Nearly three years after Michigan tar sands spill, pollution continues to threaten residents, wildlife
Nearly three years after the tar sands oil spill on Michigan’s Kalamazoo River, clean up efforts continue and could surpass $1 billion dollars, according to the company responsible for the disaster, Enbridge Energy Partners. This month the EPA ordered Enbridge to do additional dredging along the river, where scientists are still finding oil after more than 800,000 gallons of tar sands oil flowed some 40 miles across wetlands and rivers in July 2010. The cleanup is complicated because the ruptured pipeline spilled diluted bitumen drawn from the tar sands of Canada, a similar mixture would be carried by the proposed Keystone XL Pipeline. Enbridge has repeatedly asked the EPA to delay clean up orders, but said Thursday it would comply with dredging and give the EPA a new remediation plan by the end of the month. Local residents report black sediment still showing up near their property and criticize the slow clean-up response. For more, we’re joined by Beth Wallace, outreach coordinator for the National Wildlife Federation in Michigan.

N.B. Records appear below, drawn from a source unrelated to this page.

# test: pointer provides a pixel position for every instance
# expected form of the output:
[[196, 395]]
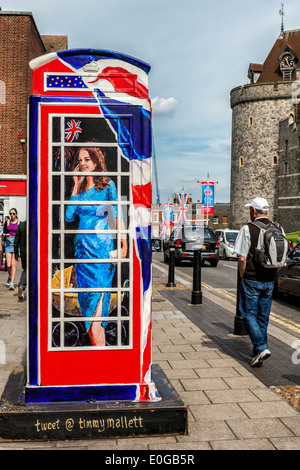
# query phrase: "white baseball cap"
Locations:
[[259, 203]]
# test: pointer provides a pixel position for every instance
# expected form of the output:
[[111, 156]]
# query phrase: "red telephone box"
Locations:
[[89, 303]]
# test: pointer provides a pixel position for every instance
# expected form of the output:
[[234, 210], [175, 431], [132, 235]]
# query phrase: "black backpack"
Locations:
[[272, 246]]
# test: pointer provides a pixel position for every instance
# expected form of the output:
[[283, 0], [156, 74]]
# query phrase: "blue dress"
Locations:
[[93, 246]]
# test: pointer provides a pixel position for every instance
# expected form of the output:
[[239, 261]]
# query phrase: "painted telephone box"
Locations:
[[89, 305]]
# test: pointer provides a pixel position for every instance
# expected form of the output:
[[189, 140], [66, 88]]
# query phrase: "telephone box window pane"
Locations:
[[92, 217], [124, 130], [88, 129], [124, 274], [56, 217], [55, 304], [96, 188], [125, 333], [56, 130], [117, 334], [125, 188], [56, 159], [56, 335], [102, 158], [56, 188], [125, 159], [56, 246], [90, 246]]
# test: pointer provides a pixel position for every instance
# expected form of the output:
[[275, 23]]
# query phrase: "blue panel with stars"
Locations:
[[64, 82]]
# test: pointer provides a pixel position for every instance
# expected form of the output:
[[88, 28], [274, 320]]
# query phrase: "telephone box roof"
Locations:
[[78, 58]]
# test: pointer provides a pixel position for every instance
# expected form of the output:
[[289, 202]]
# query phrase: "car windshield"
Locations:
[[194, 232], [231, 236]]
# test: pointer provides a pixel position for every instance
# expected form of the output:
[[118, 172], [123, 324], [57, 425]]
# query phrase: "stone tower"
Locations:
[[257, 109]]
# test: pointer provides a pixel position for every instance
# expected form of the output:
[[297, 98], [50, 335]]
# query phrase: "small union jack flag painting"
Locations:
[[72, 131]]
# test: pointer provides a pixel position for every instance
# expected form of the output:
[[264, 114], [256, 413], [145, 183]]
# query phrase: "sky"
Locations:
[[198, 51]]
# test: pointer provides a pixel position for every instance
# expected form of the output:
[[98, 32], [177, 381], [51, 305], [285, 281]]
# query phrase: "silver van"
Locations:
[[227, 238]]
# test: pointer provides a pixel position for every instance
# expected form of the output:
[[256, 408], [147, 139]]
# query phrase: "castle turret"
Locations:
[[257, 109]]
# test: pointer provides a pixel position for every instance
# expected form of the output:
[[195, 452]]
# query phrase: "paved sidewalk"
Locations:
[[229, 408]]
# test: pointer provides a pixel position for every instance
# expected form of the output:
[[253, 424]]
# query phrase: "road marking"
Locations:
[[229, 266], [273, 316]]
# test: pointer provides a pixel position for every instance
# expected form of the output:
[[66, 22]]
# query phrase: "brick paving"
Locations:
[[228, 407]]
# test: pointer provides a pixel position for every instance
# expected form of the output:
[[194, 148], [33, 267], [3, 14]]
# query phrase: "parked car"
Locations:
[[184, 239], [227, 240], [288, 278], [156, 244]]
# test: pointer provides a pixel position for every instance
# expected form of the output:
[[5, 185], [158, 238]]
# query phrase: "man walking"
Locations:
[[20, 250], [256, 287]]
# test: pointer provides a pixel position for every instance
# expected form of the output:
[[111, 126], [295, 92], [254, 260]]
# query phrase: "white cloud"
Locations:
[[164, 105]]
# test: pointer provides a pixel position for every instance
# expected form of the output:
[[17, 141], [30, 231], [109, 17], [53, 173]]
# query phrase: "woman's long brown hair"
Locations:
[[98, 158]]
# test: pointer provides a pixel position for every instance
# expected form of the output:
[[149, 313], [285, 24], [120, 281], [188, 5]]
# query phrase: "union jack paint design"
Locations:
[[182, 208], [72, 130], [114, 86]]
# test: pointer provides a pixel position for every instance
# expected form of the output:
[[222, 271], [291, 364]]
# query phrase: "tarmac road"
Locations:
[[222, 281]]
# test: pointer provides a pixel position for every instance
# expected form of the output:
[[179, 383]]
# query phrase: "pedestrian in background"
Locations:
[[20, 251], [257, 283], [1, 247]]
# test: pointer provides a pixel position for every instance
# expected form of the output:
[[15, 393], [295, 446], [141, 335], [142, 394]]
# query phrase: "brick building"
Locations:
[[20, 42]]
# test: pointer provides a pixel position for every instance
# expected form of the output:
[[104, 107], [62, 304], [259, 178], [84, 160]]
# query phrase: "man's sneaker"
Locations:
[[20, 294], [259, 358]]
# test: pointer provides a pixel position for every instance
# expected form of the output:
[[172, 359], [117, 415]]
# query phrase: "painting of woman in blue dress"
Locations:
[[94, 246]]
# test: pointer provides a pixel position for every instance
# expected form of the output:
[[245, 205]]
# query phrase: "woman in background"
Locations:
[[94, 246], [9, 237]]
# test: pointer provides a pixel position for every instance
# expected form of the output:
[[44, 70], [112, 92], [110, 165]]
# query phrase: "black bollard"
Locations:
[[171, 281], [239, 328], [196, 292]]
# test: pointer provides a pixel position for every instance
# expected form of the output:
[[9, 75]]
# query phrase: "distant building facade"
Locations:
[[20, 42], [256, 154]]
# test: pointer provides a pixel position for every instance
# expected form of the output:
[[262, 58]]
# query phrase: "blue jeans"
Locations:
[[255, 300]]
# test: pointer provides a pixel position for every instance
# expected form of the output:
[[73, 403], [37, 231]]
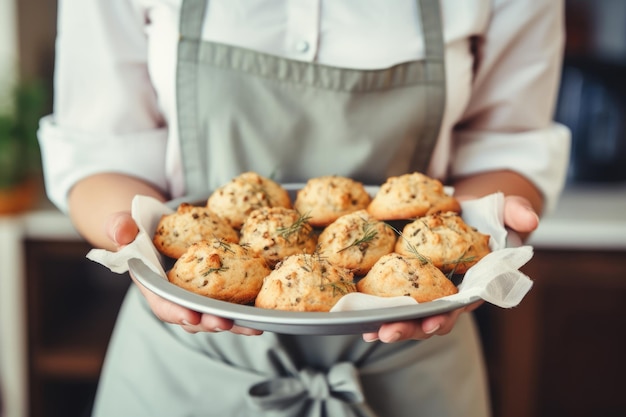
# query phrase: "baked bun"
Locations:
[[410, 196], [445, 239], [356, 241], [175, 232], [400, 275], [248, 191], [220, 270], [304, 282], [277, 232], [325, 199]]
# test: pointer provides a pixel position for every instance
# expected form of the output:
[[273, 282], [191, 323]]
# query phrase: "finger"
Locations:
[[519, 214], [121, 228]]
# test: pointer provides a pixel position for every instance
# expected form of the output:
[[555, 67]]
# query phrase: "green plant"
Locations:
[[19, 149]]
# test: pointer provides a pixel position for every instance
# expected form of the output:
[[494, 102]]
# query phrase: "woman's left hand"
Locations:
[[518, 216]]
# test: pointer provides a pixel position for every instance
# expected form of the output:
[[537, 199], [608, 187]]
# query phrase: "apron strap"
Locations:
[[191, 18]]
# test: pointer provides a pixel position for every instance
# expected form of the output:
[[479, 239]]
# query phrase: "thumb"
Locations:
[[519, 214], [121, 228]]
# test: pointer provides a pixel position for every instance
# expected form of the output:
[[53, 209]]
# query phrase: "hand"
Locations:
[[122, 230], [518, 216]]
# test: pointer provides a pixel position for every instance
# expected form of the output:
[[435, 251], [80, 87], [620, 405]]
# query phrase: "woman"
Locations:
[[167, 98]]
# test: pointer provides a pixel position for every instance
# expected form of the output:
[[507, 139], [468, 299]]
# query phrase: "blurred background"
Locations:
[[560, 353]]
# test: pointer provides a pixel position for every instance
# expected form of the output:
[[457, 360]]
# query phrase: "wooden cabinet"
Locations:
[[71, 304], [561, 352]]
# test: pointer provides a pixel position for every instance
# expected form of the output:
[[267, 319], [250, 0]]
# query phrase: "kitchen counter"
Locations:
[[587, 217]]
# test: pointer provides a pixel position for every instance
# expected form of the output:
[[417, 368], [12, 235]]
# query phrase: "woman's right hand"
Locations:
[[121, 229]]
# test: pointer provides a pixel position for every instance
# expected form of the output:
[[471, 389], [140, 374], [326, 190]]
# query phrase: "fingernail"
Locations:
[[394, 337], [432, 330]]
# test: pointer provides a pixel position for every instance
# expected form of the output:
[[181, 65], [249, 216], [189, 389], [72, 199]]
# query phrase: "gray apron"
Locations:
[[241, 110]]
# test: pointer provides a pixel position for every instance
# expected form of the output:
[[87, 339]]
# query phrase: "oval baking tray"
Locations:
[[301, 323]]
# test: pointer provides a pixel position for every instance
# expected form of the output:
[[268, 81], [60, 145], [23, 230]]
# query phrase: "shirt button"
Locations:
[[302, 46]]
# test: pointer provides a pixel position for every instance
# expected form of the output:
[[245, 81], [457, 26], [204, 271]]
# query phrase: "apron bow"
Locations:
[[341, 383]]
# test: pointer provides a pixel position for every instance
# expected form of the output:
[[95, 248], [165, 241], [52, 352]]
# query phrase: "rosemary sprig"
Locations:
[[335, 286], [411, 247], [369, 234], [212, 270], [461, 260], [285, 232], [224, 245]]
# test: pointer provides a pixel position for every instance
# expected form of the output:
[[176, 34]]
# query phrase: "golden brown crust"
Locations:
[[248, 191], [409, 196], [175, 232], [220, 270], [450, 243], [356, 241], [324, 199], [304, 283], [399, 275], [277, 232]]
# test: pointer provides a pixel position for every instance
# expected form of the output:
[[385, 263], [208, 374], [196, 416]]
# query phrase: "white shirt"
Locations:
[[114, 101]]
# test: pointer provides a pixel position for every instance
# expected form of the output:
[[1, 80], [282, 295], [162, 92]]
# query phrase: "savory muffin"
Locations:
[[221, 270], [401, 275], [248, 191], [409, 196], [444, 238], [304, 282], [277, 232], [356, 241], [176, 231], [325, 199]]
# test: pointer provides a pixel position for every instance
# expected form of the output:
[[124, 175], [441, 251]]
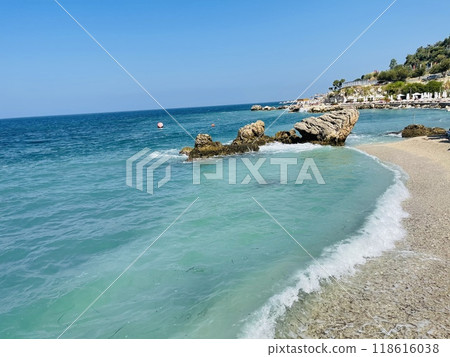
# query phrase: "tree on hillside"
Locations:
[[337, 84], [393, 63]]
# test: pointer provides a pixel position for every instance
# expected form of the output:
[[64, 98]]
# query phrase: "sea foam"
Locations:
[[379, 233]]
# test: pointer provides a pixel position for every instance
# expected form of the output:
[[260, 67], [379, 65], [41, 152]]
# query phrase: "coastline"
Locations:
[[405, 291]]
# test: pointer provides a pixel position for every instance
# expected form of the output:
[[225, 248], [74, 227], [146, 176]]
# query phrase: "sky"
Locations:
[[196, 53]]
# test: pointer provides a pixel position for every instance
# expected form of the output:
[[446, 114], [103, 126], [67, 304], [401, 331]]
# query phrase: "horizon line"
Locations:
[[136, 110]]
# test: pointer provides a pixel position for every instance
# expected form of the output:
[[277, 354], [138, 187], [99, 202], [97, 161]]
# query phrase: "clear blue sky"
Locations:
[[196, 53]]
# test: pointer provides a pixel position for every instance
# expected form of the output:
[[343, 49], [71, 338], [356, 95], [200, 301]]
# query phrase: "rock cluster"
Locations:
[[414, 130], [249, 138], [328, 129], [288, 137]]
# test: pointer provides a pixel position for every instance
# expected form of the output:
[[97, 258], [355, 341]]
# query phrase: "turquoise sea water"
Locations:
[[69, 225]]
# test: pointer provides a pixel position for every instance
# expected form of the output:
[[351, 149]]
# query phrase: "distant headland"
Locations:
[[422, 81]]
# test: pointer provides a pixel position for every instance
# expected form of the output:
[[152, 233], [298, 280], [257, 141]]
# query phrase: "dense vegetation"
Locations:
[[400, 87], [431, 59]]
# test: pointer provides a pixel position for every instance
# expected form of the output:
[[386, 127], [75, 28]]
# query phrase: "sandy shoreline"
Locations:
[[406, 291]]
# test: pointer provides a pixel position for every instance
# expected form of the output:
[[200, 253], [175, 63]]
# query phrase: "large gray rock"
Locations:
[[328, 129], [250, 132], [287, 137], [203, 140]]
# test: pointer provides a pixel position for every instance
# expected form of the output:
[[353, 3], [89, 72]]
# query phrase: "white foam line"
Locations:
[[380, 232]]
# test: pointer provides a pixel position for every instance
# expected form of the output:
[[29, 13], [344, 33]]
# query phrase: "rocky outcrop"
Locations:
[[323, 108], [328, 129], [186, 150], [414, 130], [249, 138], [260, 107], [251, 133], [287, 137]]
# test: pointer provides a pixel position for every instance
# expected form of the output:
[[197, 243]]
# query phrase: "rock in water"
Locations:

As violence rages, Syrians increasingly seek asylum abroad
Today, Syrian leader Bashar al Assad said his government would respond after more than 40 people, including a Sunni preacher and supporter of the President, were killed in a bombing at a Damascus mosque Thursday. UN Secretary General Ban ki Moon announced that the UN would investigate claims of the use of chemical weapons. Both opposition forces and Assad’s regime have made those charges. The ongoing fighting continues to devastate civilians. After a visit to Aleppo, the International Red Cross called the humanitarian needs there “enormous” and a new report from the UN’s refugee agency finds that Syrians are making up an increasing number of people seeking asylum abroad. The report finds nearly half a million people, most from Afghanistan or Syria, have sought asylum in the past year. The US received the highest number of claims. UN Radio’s Dianne Penn reports.